Il est même allé plus loin, menaçant le Canada d'utiliser « la force économique » et estimant qu'il devrait devenir le 51^e État américain.
Dans le même temps, il a menacé les BRICS (dix pays membres dont le Brésil, la Russie, l'Inde, la Chine et l'Afrique du Sud) de droits de douane à 100 % s'ils créaient une monnaie commune pouvant rivaliser avec le dollar, alors que cette proposition n'a pourtant jamais été avancée.
Autant d'annonces qui, si elles se concrétisaient, pourraient fortement déstabiliser l'économie mondiale et abîmer durablement les liens entre Washington et ses alliés.
- Hausse des coûts -
Les entreprises américaines se préparent de leur côté à toutes les éventualités, conscientes qu'elles pourraient faire l'objet de représailles de la part de la Chine ou de l'Union européenne, par exemple, si des droits de douane étaient mis en place.
Elles craignent également une hausse des coûts qu'elles devraient immanquablement reporter sur les prix.
« Je ne suis pas contre les droits de douane », notamment quand un pays tire les prix vers le bas, explique Mark Pascal, restaurateur dans le New Jersey (nord-est).
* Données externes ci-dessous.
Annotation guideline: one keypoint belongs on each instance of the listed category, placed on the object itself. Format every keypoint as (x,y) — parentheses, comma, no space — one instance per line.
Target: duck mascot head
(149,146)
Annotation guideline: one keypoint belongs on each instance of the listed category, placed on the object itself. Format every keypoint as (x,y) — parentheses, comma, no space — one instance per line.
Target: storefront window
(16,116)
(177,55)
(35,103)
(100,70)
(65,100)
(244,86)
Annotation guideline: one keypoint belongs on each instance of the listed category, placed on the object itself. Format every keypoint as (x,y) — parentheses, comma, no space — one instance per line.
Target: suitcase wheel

Mais son cogérant Francis Schott assure qu'ils craignent tous deux « que des taxes soient imposées sur les vins et spiritueux, alors que c'est un secteur où il n'y a pas du tout de distorsion de concurrence », contrairement à d'autres.
Lors de son premier mandat, Donald Trump avait déjà employé l'arme des droits de douane sur un large éventail de produits chinois, alors qu'il voulait imposer à Pékin un accord pour rééquilibrer la balance commerciale entre les deux puissances.
Il avait également visé le secteur de l'acier et de l'aluminium afin de protéger l'industrie américaine, mais aussi les produits alimentaires européens, alors que Bruxelles et Washington s'attaquaient mutuellement devant l'Organisation mondiale du commerce (OMC) pour leurs subventions à leur industrie aéronautique.
Pour Joshua Meltzer, chercheur à la Brookings Institution, il ne fait aucun doute que M. Trump utilisera les droits de douane comme outil de négociation.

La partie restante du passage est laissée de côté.